Войницкий. Оставь меня!
Астров
(Соне). Софья Александровна, ваш дядя
утащил из моей аптеки баночку с морфием и не отдает. Скажите ему, что это… не
умно, наконец. Да и некогда мне. Мне пора ехать.
Соня. Дядя Ваня, ты взял морфий?
Пауза.
Астров. Он взял. Я в этом уверен.
Соня. Отдай! Зачем ты нас пугаешь? (Нежно.)

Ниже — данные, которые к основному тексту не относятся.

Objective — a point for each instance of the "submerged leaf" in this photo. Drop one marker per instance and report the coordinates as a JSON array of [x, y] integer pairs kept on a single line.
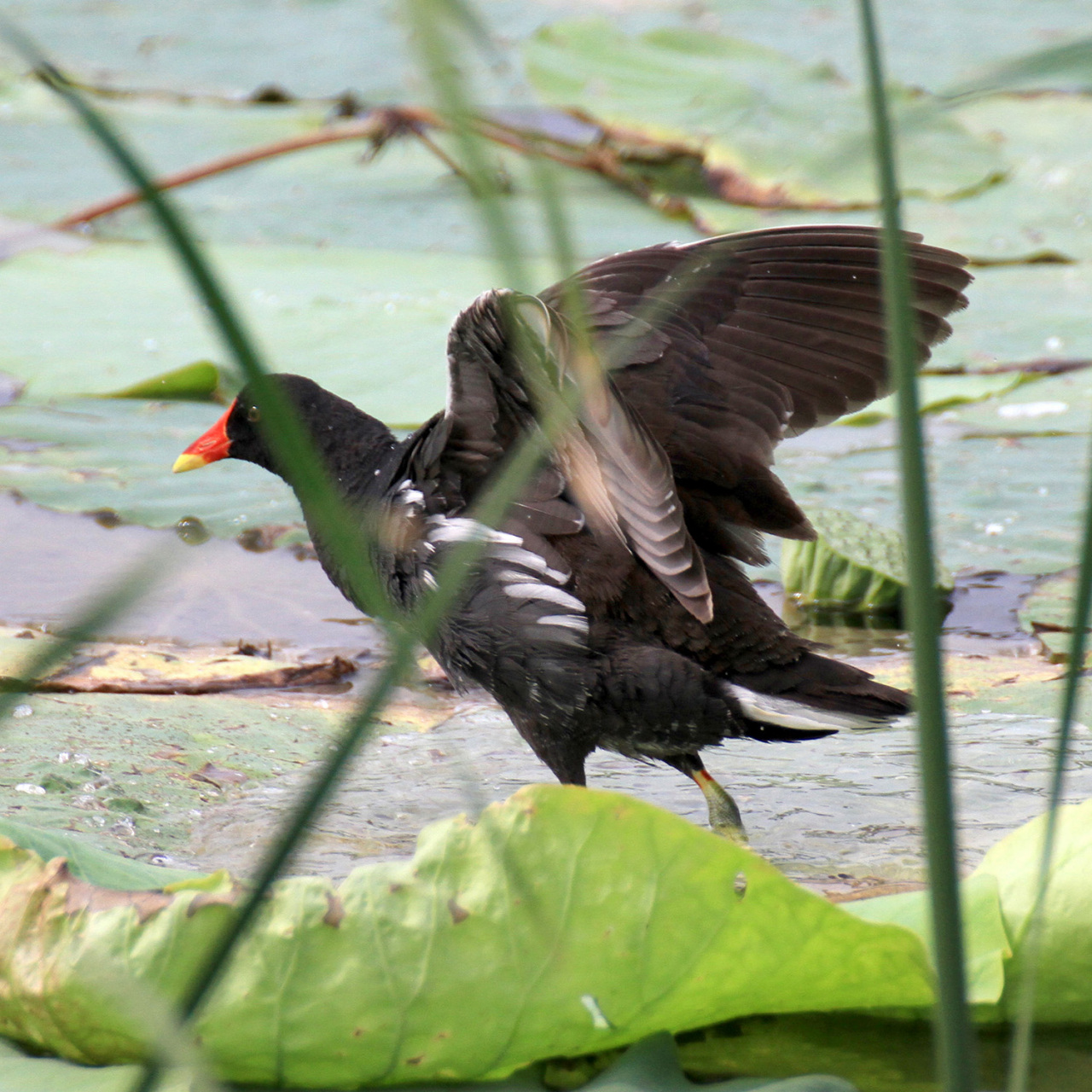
[[1065, 967], [937, 393], [201, 381], [987, 946], [852, 566], [747, 123]]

Отдай, дядя Ваня! Я, быть может, несчастна не меньше твоего, однако же не
прихожу в отчаяние. Я терплю и буду терпеть, пока жизнь моя не окончится сама
собою… Терпи и ты.
Пауза.
Отдай! (Целует
ему руки.) Дорогой, славный дядя, милый, отдай! (Плачет.) Ты добрый,
ты пожалеешь нас и отдашь. Терпи, дядя! Терпи!
Войницкий
(достает из
стола баночку и подает ее Астрову).
На, возьми! (Соне.) Но надо скорее работать, скорее делать что-нибудь, а
то не могу… не могу…
Соня. Да, да, работать. Как только
проводим наших, сядем работать… (Нервно перебирает на столе бумаги.) У
нас все запущено.
Астров
(кладет
баночку в аптеку и затягивает ремни).
Теперь можно и в путь.
Елена
Андреевна (входит). Иван Петрович, вы здесь? Мы
сейчас уезжаем… Идите к Александру, он хочет что-то сказать вам.
Соня. Иди, дядя Ваня. (Берет
Войницкого под руку.) Пойдем. Папа и ты должны помириться. Это необходимо.
Соня
и Войницкий уходят.
Елена
Андреевна. Я
уезжаю. (Подает Астрову руку.) Прощайте.
Астров. Уже?
Елена
Андреевна. Лошади
уже поданы.
Астров. Прощайте.
Елена
Андреевна. Сегодня
вы обещали мне, что уедете отсюда.
Астров. Я помню. Сейчас уеду.
Пауза.
Испугались?
(Берет ее за руку.) Разве это так страшно?
Елена
Андреевна. Да.
Астров. А то остались бы! А? Завтра в
лесничестве…
Елена
Андреевна. Нет…
Уже решено… И потому я гляжу на вас так храбро, что уже решен отъезд… Я об
одном вас прошу: думайте обо мне лучше. Мне хочется, чтобы вы меня уважали.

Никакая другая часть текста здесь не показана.